Geschrieben am 1. November 2022 von für Crimemag, CrimeMag November 2022, News

Thomas Wörtche zu Ray Lorigas Roman

Der Terror der Transparenz

Angesichts leicht dystopischer Zustände, die zurzeit realiter herrschen, sind dystopische Romane weniger warnende Schreckensvisionen als Gedankenexperimente über eine als kontingent gedachte Zukunft. So auch “Kapitulation“ des spanischen Schriftstellers und Drehbuchautors (für u. a. Carlos Saura und Pedro Almodóvar) Ray Loriga. Erschienen 2017 in Spanien, also vor Pandemie und Krieg, sieht sein Szenario so aus: Irgendwo auf der Welt herrscht seit zehn Jahren Krieg. Wer gegen wen warum kämpft, bleibt völlig unklar. Das gilt auch für die Bevölkerung auf dem Lande, die unter den üblichen Kriegsfolgen leidet – Bombardierungen und andere Verwüstungen, Wasser- und Lebensmittelknappheit.

Die Menschen, so wie der namenlose Ich-Erzähler, seine Ehefrau und sein Pflegesohn Julio, die einzige Figur des Romans, die einen Namen hat, sollen vom Land in die Stadt evakuiert werden. Dort, so hoffen die Eheleute, könnten sie vielleicht etwas über das Schicksal ihrer beiden leiblichen Söhne erfahren, die irgendwo im Krieg verschwunden sind. Der Weg in die Stadt, ein Trip into the badlands, war schon schwierig genug, strapaziös und geprägt von Betrug und Verrat. Umso verlockender dann die Stadt, die unter einer gigantischen, durchsichtigen Glaskuppel liegt. Alle Bedürfnisse, so scheint es, werden befriedigt, alle Menschen haben Arbeit, alles gibt es gratis. Die Stadt ist tag und nacht erleuchtet und völlig transparent – alle sehen immer alles, selbst die intimsten Verrichtungen sind jederzeit einsehbar.

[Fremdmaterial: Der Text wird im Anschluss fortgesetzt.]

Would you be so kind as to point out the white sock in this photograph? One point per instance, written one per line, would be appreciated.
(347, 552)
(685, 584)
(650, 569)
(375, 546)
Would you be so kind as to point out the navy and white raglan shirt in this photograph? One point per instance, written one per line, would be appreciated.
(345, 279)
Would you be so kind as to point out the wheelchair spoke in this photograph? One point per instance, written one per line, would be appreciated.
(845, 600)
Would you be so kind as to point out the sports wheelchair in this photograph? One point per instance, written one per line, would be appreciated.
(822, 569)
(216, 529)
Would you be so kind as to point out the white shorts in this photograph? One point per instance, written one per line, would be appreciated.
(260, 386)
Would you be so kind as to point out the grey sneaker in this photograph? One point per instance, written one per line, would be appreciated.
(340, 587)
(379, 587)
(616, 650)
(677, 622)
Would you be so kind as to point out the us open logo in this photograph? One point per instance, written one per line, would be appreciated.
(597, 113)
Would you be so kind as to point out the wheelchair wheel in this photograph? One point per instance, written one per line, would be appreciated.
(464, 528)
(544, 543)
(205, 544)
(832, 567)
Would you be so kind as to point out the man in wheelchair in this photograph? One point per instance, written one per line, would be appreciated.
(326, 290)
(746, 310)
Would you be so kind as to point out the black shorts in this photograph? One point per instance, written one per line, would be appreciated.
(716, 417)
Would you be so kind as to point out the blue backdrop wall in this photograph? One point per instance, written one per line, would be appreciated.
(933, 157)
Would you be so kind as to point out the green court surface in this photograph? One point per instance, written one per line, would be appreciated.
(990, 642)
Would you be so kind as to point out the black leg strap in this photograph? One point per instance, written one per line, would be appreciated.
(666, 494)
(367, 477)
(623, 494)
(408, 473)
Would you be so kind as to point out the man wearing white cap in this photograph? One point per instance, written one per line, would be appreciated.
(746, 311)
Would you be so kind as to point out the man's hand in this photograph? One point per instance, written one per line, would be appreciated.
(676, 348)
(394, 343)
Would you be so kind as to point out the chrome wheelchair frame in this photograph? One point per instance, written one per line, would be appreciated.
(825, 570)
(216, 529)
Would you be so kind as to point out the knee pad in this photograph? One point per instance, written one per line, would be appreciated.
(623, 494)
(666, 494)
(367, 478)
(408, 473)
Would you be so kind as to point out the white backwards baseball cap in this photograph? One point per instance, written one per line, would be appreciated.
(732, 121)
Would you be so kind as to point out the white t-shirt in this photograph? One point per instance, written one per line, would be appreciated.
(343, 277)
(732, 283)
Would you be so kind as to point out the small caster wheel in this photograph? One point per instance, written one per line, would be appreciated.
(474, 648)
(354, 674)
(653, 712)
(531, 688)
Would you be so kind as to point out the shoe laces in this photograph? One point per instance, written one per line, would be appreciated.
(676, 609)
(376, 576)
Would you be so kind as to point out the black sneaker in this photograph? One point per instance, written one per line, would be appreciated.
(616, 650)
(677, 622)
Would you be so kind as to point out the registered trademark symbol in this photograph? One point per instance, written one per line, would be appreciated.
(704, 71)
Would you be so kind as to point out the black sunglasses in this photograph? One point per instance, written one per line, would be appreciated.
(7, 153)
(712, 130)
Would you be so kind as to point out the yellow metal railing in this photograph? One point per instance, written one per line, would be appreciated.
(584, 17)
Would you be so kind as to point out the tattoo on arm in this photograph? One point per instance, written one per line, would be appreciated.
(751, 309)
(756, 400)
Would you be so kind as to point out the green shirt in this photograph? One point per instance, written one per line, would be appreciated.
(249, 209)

Die Familie richtet sich ein – der Ich-Erzähler arbeitet in der Fäkalienentsorgung, die Ehefrau in der Bibliothek und der bislang stumme Pflegesohn kommt in eine Schule für Hochbegabte. Aber das Dauerglück ist rissig. Als der Erzähler, bis dahin ein unangenehmer Konformist, der sich vom Knecht zum Gutsbesitzerinnen-Gatte hochgearbeitet hatte, leicht abweichendes Verhalten zeigt, wird er mit Psychopharmaka behandelt, die ihn auch glücklich stimmen, als die Gattin sich einen Lover ins Haus holt. Und auch das Trinkwasser, so scheint es, trägt zur Dauereuphorie der Bevölkerung bei, wobei allmählich klar wird, dass Euphorie mit totaler Gleichgültigkeit und Indolenz der Menschen einhergeht. Das ist der Punkt, wo Utopia in Dystopia umschlägt. Das Licht, das „lumen naturale“ der Aufklärung wird zum Unterdrückungsmittel, zum benevolent sozialtechnischen Terrorinstrument eines Systems, das keine Ideologie braucht, noch nicht einmal Profiteure, aber eben auch keine Abweichler. Die werden „Verräter“ genannt und sind zur Abschreckung am Tor zu Stadt aufgehängt. Schließlich gelingt es unserer Hautfigur der Stadt zu entkommen, aber … naja, es handelt sich bei „Kapitulation“ eben um eine Dystopie, mit einer üblen Pointe am Ende.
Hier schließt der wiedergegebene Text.